Shark steam mop broken handle solutions

  1. Buy a replacement handle direct from Shark.
  2. Buy the new and improved Shark Professional Steam Pocket Mop with a handle redesign.
  3. The last and most economical solution is to go to your local hardware store and spend under $4 in hardware. Any additional costs will depend on your current inventory of tools, or ability to borrow tools if need be.

Steps to repairing the existing broken handle

We scoured our local Ace and True Value Hardware stores to come up with the easiest fix, along with readily available parts, while maintaining a factory finish, and surpassing the original durability. Depending on your region you may be able to find similar parts at other local hardware stores.

Tools needed

  • 5/32″(4mm) or 11/64″(4.4mm) drill bit
  • 13/64″(5.2mm) drill bit
  • Drill

Parts needed

  • 2 ea. aluminum 3/16″ x .75″ binding screws (posts). (i) The next common available length is 1″, and they are a little too long. You can buy online if you prefer the 7/8″ binding screw. (ii) Also known as sex bolts and mating screws.
  • 2 ea. aluminum 5/16″ x .5″ spacers. (i) The next common available length is .75″, and too long for this project. A 5/8″ spacer would have been perfect, but not necessary as you will see in the end.

Shark Steam Mop Repair Hardware



  • If the internal stems are not completely broken off on their own in all 4 spots, try to remove them. You can try to snap them off with a pliers, cut them off with a utility knife, or use a utility sheers.
  • We will be using the area opposite of the existing holes as guides to drill through the other section of plastic handle. Using a 5/32″ or 11/64″ bit, drill the two holes through the plastic handle. These don’t have to be pretty, so something as simple as a utility knife will be fine to deburr the edges.


Broken Shark handle internals



This will be the hardest part of the repair. The internal diameter is slightly too small for the binding posts (13/64″ / 5.2mm) to slide through, so they will have to be bored out. Secure the .5″ long aluminum spacers you purchased, then use the 13/64″(5.2mm) drill bit for boring the I.D.

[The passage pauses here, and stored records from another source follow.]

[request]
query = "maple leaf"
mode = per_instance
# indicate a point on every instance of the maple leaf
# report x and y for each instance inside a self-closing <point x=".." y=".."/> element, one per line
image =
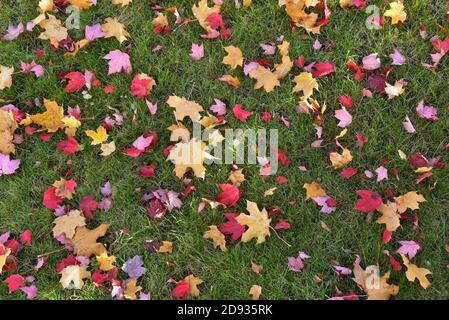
<point x="369" y="201"/>
<point x="76" y="82"/>
<point x="68" y="223"/>
<point x="193" y="284"/>
<point x="141" y="85"/>
<point x="390" y="216"/>
<point x="265" y="78"/>
<point x="51" y="119"/>
<point x="72" y="277"/>
<point x="410" y="200"/>
<point x="189" y="155"/>
<point x="6" y="77"/>
<point x="340" y="160"/>
<point x="255" y="291"/>
<point x="131" y="288"/>
<point x="305" y="83"/>
<point x="376" y="287"/>
<point x="54" y="30"/>
<point x="85" y="241"/>
<point x="185" y="108"/>
<point x="413" y="272"/>
<point x="113" y="28"/>
<point x="257" y="222"/>
<point x="122" y="2"/>
<point x="202" y="11"/>
<point x="98" y="136"/>
<point x="314" y="189"/>
<point x="396" y="12"/>
<point x="218" y="237"/>
<point x="234" y="57"/>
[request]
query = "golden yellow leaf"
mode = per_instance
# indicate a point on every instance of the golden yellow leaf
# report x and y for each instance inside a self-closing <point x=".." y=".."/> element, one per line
<point x="85" y="241"/>
<point x="113" y="28"/>
<point x="410" y="200"/>
<point x="189" y="155"/>
<point x="340" y="160"/>
<point x="81" y="4"/>
<point x="51" y="119"/>
<point x="107" y="148"/>
<point x="217" y="237"/>
<point x="265" y="78"/>
<point x="314" y="189"/>
<point x="106" y="262"/>
<point x="72" y="277"/>
<point x="98" y="136"/>
<point x="131" y="289"/>
<point x="390" y="216"/>
<point x="185" y="108"/>
<point x="413" y="272"/>
<point x="234" y="57"/>
<point x="194" y="282"/>
<point x="255" y="292"/>
<point x="201" y="11"/>
<point x="257" y="222"/>
<point x="306" y="83"/>
<point x="54" y="30"/>
<point x="6" y="77"/>
<point x="396" y="12"/>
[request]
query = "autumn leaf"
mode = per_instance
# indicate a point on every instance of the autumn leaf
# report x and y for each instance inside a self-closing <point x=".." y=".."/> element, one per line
<point x="217" y="237"/>
<point x="410" y="200"/>
<point x="85" y="241"/>
<point x="51" y="119"/>
<point x="234" y="57"/>
<point x="185" y="108"/>
<point x="413" y="272"/>
<point x="68" y="223"/>
<point x="305" y="83"/>
<point x="113" y="28"/>
<point x="257" y="222"/>
<point x="72" y="277"/>
<point x="6" y="77"/>
<point x="98" y="136"/>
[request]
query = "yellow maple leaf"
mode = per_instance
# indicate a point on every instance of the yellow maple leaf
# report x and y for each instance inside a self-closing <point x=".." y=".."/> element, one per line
<point x="265" y="78"/>
<point x="54" y="30"/>
<point x="390" y="216"/>
<point x="68" y="223"/>
<point x="98" y="136"/>
<point x="314" y="189"/>
<point x="396" y="12"/>
<point x="413" y="272"/>
<point x="6" y="77"/>
<point x="306" y="83"/>
<point x="185" y="108"/>
<point x="106" y="262"/>
<point x="340" y="160"/>
<point x="234" y="57"/>
<point x="255" y="291"/>
<point x="410" y="200"/>
<point x="193" y="283"/>
<point x="217" y="237"/>
<point x="113" y="28"/>
<point x="51" y="119"/>
<point x="72" y="277"/>
<point x="257" y="222"/>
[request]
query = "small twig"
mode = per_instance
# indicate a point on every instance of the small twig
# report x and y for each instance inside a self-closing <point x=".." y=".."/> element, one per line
<point x="275" y="232"/>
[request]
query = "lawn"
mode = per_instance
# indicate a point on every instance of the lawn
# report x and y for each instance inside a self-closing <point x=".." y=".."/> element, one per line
<point x="228" y="275"/>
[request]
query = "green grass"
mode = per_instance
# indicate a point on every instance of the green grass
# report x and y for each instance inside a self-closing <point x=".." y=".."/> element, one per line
<point x="228" y="275"/>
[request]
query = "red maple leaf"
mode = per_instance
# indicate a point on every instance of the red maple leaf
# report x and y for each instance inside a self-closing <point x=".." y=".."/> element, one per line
<point x="76" y="81"/>
<point x="232" y="227"/>
<point x="369" y="201"/>
<point x="230" y="194"/>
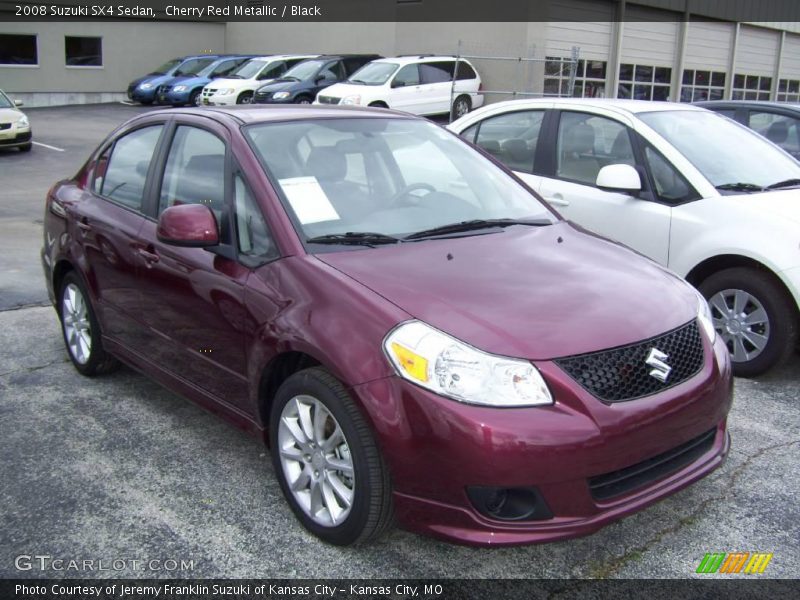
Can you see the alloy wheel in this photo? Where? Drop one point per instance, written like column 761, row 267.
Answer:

Once the above is completed, insert the spacers into the metal handle. These will help fill the internal void and help eliminate movement once the binding posts are installed.

Note: The internal diameter of the metal handle holes are 8.5mm. This is not a common size for a spacer. If you want a more secure fit, you can try something like Original Gorilla Glue that expands and will then suspend and hold the spacer more tightly. Epoxy will work as well. I haven’t had any issues with not using an adhesive.

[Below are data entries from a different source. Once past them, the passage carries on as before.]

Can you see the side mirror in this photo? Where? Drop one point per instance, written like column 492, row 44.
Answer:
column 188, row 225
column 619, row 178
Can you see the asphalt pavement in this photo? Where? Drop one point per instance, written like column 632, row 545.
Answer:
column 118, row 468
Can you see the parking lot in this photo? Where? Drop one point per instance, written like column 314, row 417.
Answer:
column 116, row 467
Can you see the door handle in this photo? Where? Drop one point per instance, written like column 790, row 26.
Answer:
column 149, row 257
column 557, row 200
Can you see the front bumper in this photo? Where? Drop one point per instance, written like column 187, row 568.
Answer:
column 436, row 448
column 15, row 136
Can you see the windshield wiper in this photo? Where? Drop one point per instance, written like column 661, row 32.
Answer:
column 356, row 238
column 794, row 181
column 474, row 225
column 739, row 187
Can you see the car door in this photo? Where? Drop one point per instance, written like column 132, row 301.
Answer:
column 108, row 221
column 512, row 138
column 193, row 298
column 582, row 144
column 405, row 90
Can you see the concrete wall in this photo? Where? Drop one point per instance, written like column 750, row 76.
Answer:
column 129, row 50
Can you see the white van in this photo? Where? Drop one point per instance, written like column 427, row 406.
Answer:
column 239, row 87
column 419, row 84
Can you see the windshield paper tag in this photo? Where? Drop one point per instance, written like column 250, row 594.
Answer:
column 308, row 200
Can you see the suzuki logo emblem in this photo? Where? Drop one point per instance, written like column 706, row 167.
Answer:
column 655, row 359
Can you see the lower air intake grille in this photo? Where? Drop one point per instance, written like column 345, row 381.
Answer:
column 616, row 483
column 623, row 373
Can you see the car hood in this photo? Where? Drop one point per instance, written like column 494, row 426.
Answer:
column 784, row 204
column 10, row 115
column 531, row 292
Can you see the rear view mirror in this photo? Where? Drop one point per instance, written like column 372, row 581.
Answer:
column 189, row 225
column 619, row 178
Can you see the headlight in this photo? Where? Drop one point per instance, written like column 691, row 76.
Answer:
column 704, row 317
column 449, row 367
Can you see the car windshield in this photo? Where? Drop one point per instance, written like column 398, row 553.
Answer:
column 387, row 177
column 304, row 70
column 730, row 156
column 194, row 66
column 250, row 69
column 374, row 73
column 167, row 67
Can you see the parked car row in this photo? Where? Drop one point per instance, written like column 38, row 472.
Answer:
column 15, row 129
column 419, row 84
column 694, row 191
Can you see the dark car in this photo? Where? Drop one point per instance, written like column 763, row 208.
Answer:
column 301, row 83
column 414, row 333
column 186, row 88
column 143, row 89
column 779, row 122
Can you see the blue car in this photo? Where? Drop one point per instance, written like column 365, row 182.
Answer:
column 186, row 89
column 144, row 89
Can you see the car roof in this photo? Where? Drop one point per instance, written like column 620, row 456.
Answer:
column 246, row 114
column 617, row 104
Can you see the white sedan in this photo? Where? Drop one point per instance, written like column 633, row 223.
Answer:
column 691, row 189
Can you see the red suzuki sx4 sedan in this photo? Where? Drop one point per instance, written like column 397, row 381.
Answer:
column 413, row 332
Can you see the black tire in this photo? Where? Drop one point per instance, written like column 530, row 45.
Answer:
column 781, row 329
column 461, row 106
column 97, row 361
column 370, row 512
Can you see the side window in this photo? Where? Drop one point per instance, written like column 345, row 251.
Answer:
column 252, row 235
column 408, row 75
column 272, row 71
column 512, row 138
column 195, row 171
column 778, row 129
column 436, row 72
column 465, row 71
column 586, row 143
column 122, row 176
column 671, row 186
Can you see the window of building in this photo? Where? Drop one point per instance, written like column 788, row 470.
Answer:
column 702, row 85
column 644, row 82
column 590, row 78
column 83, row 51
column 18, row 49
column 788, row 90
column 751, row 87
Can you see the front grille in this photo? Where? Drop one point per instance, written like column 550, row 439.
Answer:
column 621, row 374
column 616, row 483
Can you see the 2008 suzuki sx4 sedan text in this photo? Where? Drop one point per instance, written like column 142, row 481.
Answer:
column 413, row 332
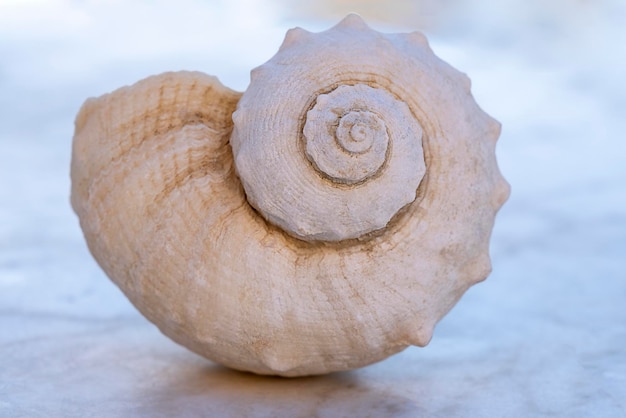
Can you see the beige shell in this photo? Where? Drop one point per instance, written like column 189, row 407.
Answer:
column 371, row 188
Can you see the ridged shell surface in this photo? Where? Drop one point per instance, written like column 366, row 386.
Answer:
column 376, row 141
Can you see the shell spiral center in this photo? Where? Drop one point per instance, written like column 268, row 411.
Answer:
column 344, row 141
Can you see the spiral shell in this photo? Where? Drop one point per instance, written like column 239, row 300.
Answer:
column 330, row 223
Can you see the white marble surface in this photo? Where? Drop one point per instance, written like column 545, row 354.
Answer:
column 545, row 335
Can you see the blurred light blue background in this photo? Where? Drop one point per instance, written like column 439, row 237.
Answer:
column 544, row 335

Click for Shark handle spacers


  • Slide the plastic handle back over the metal shaft, lining up the holes.
  • Slide the stem (female) section of each binding post through the original holes of the plastic handle and through the internal aluminum spacers.
  • Take the threaded(male) section of the binding posts and insert them through the holes that were drilled. Screw and tighten the binding posts.

NOTE: The hardware is aluminum and a soft metal. If the slotted head side becomes marred from the screwdriver when tightening, you can use a small file to deburr the marks.

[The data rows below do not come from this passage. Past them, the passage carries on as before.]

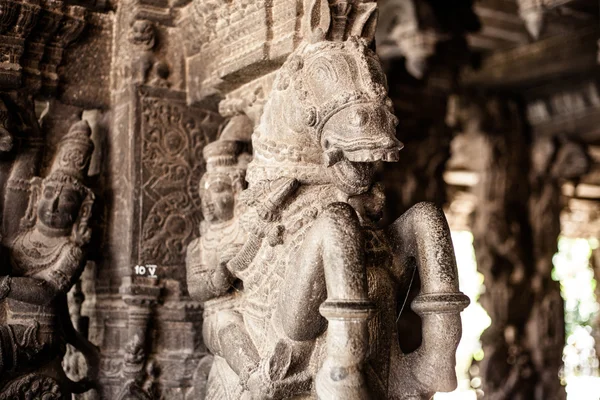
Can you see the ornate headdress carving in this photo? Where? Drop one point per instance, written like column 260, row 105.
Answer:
column 222, row 160
column 72, row 159
column 69, row 166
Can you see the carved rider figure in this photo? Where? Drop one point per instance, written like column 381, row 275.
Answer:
column 209, row 280
column 47, row 258
column 319, row 299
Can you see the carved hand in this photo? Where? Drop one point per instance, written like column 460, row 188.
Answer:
column 4, row 286
column 81, row 235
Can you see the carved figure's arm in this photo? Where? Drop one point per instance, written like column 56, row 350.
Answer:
column 66, row 271
column 205, row 282
column 45, row 286
column 28, row 290
column 81, row 343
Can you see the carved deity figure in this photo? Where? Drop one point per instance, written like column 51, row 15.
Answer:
column 208, row 278
column 316, row 288
column 146, row 68
column 47, row 258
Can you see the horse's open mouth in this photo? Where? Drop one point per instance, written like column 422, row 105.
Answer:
column 362, row 155
column 353, row 177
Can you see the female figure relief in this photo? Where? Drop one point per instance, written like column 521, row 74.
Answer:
column 47, row 258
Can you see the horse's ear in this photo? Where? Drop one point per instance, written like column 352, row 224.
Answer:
column 319, row 19
column 366, row 21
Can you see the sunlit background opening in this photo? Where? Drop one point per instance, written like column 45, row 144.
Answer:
column 572, row 269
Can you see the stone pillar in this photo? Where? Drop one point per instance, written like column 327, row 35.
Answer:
column 516, row 227
column 553, row 162
column 154, row 151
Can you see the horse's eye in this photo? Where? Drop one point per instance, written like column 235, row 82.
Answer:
column 359, row 117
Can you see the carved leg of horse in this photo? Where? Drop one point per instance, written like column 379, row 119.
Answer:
column 226, row 336
column 332, row 278
column 422, row 234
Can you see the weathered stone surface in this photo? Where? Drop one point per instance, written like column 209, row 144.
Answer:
column 47, row 257
column 301, row 298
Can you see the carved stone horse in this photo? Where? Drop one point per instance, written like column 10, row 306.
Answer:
column 320, row 283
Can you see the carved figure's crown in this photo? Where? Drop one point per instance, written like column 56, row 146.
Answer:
column 73, row 155
column 221, row 153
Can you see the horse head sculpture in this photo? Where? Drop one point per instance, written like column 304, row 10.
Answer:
column 318, row 306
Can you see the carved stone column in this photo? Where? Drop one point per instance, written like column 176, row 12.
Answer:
column 553, row 162
column 504, row 249
column 154, row 166
column 516, row 229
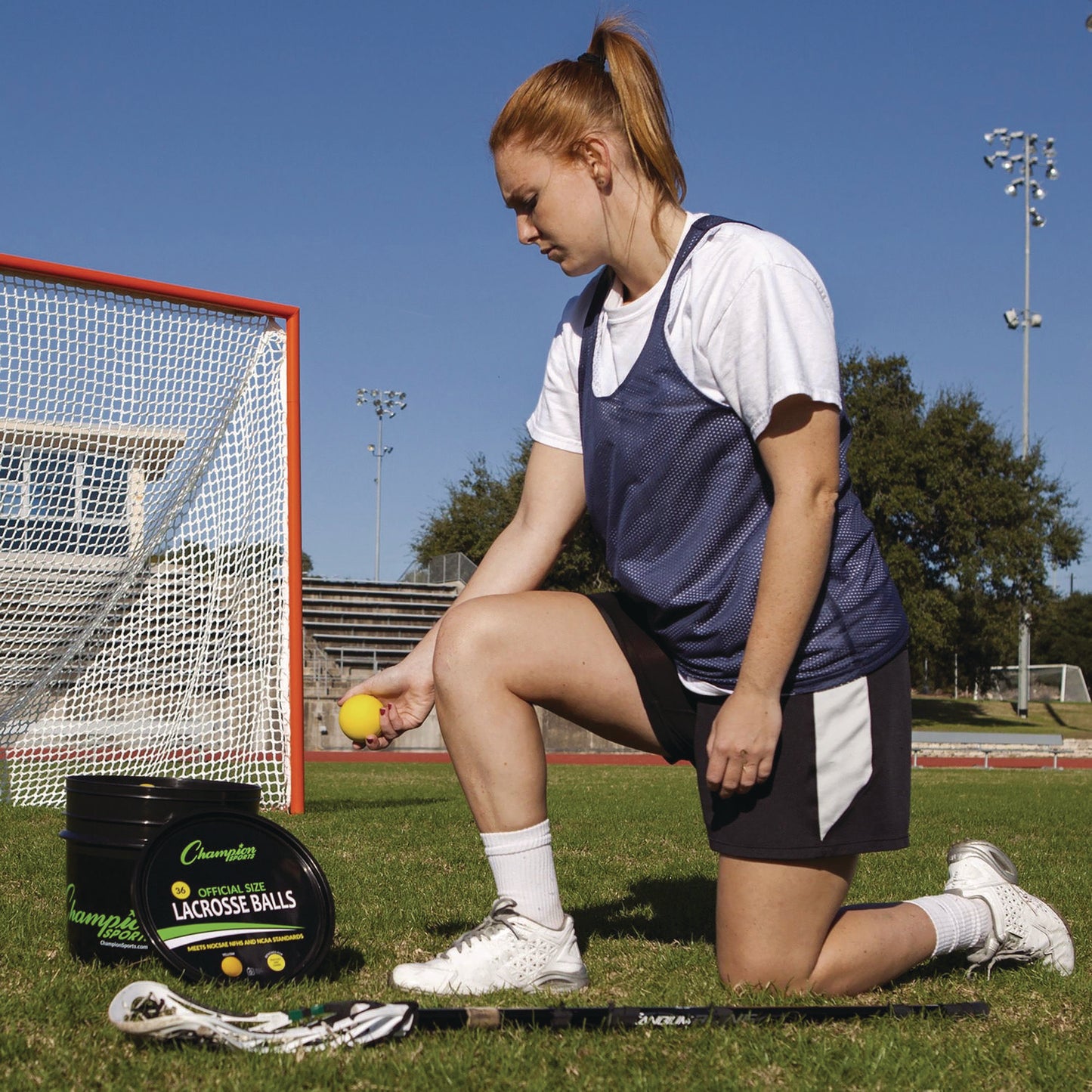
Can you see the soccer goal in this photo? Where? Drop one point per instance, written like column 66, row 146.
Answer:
column 150, row 546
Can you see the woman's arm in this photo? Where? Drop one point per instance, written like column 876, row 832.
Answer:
column 519, row 559
column 800, row 451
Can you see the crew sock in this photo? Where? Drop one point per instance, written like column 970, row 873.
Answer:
column 961, row 924
column 522, row 863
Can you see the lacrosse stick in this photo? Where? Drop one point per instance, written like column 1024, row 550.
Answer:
column 153, row 1010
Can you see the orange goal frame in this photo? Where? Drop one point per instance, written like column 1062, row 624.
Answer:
column 289, row 316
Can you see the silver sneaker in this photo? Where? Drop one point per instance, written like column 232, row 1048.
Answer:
column 506, row 951
column 1025, row 928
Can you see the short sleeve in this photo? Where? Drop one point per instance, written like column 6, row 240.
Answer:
column 775, row 339
column 556, row 417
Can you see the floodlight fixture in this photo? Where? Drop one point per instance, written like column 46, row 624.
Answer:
column 385, row 404
column 1025, row 155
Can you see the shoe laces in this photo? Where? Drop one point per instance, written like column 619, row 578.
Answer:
column 493, row 923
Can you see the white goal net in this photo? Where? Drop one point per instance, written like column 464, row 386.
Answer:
column 144, row 540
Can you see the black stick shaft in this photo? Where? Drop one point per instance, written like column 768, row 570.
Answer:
column 686, row 1017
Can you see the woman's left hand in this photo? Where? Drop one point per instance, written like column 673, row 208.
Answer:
column 743, row 741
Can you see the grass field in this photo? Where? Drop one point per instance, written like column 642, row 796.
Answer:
column 405, row 865
column 1069, row 719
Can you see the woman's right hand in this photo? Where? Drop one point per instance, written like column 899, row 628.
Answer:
column 407, row 697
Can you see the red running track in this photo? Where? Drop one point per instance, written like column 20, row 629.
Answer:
column 996, row 763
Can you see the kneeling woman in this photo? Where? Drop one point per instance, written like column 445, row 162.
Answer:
column 692, row 404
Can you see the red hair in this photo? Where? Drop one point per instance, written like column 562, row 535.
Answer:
column 615, row 90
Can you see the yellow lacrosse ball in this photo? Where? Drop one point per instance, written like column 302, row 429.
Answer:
column 360, row 716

Click for Shark handle posts


Once the binding posts are fastened tightly, your Shark® Steam Mop handle will be better than new, while creating a clean OEM look.

Shark mop handle repaired

Tags : floor cleaning


  1. Thank you for the instructions.
    I went to a local hardware shop in Vancouver,BC (HD Supply Brafasco, very unusual name ) and they gave me the binding screws for free 🙂 THANKs
    They didn’t have the spacers.
    At home with a baby asleep, I used pliers, blades, screwdrivers to make all the holes.
    I kept the original studs and widened the inside (by hand 🙂 ) as the spacer for the binding screw.
    All worked very well and job done with minimal noise 🙂

    Thanks again

    1. Glad the repair idea worked out for you. After 2 years now, we have not had any problems with the fix, and is actually more stable than the factory design. I added the spacers for additional strength, but just using the binding screw and posts should hold very well too, and you did put the plastic stems back in for support.